1) Have a clear purpose
It’s important that you make it clear in the title what the blog post is about and to what level of detail it will be written. For example, if you’re making a blog posts about a new vulnerability that was released, have that vulnerability and it’s associated CVE number in the post so that people that are looking for your content can find it easily. It’s especially important in technical posts because there are so many different versions of software that you need to make sure that your post is not confused with other similar posts and readers can find exactly what they are looking for.
2) Take things step by step
Often times people will be looking to recreate what you’re doing in these blog posts so it’s good to make it easy to follow along. If you can include step by step instructions with screenshots it makes it much easier for readers to understand what you’re doing and follow along with it. You may also want to include possible errors that may occur if the readers have a different OS, software version etc so that your article can be applicable to as many readers as possible and help people troubleshoot those problems.
3) Add Videos
If possible incorporate videos into your post. Videos are good for explaining complex topics or simply allows readers to follow along much easier than having to stop and read something. Most platforms allow you to embed videos directly into the post so that people can watch it without having to leave your website, so you can still retain your readers. Here’s an example:
4) Indicators of Compromise (IOCs)
An IOC is anything that indicates that something is malicious, this can anything from an IP address, email address, domain name, filenames, phone numbers etc. If you’re writing about a new type of threat for example one of the things that analysts will want to know is what IOCs are associated with this threat that can be used to detect it in their companies’ network. If they can find a filename that is associated with that threat they can scan their network for any sign of it, IOCs are very important in both preventing and detecting threats in a company so it’s good to have a section for it in your blog posts.
5) Software updates
Another thing people look for in technical blog posts is the fix to the solution. After reading up about a new vulnerability the next thing people will look for is how to fix it. It’s good to have a section that shows people where to find the software update/patch that will fix the issue or give some recommendations on how to defend against it if there isn’t a patch or the company is unable to apply the patch for whatever reason.

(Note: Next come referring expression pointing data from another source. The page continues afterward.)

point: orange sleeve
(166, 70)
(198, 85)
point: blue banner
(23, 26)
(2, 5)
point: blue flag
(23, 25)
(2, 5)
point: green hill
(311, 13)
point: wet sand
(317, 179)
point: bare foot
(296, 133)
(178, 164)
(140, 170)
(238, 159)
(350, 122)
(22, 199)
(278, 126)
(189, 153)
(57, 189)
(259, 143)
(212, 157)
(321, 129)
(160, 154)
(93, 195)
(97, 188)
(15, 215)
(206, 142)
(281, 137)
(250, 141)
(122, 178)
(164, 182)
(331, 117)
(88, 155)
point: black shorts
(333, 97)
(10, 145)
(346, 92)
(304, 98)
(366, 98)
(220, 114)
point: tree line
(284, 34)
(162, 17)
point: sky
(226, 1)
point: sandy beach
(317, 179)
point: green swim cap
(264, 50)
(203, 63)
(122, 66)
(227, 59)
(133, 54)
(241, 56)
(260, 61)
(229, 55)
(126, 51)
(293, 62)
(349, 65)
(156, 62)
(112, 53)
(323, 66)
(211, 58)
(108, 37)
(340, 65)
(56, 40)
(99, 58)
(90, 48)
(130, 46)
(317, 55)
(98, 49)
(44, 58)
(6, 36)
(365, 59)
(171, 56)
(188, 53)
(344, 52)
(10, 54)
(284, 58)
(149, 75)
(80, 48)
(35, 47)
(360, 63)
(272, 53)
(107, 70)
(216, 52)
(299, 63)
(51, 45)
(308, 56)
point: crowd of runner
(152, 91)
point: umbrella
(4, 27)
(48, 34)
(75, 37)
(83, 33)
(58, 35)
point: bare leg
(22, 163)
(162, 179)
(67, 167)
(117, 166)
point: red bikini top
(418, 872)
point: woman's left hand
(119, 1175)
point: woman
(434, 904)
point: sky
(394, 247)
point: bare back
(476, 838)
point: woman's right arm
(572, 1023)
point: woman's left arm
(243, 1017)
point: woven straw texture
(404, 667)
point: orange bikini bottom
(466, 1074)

6) Link to credible sources
Make sure you get your information from good sources, especially when you’re talking about anything that you can’t show proof for yourself. So, if you’re talking about something like IOCs or best mitigation mechanisms for a vulnerability, make sure you show where you are getting this information from so people can’t say that you are giving misinformation.
7) Update your posts
Sometimes information can become outdated as security researchers continue to make new findings, especially in the first few weeks after a vulnerability is disclosed so it’s worthwhile to pay attention to the news for a few weeks after a post and update information as new things are found. Companies take months to fix certain vulnerabilities and when they find your post you want them to find the most up to date and accurate information.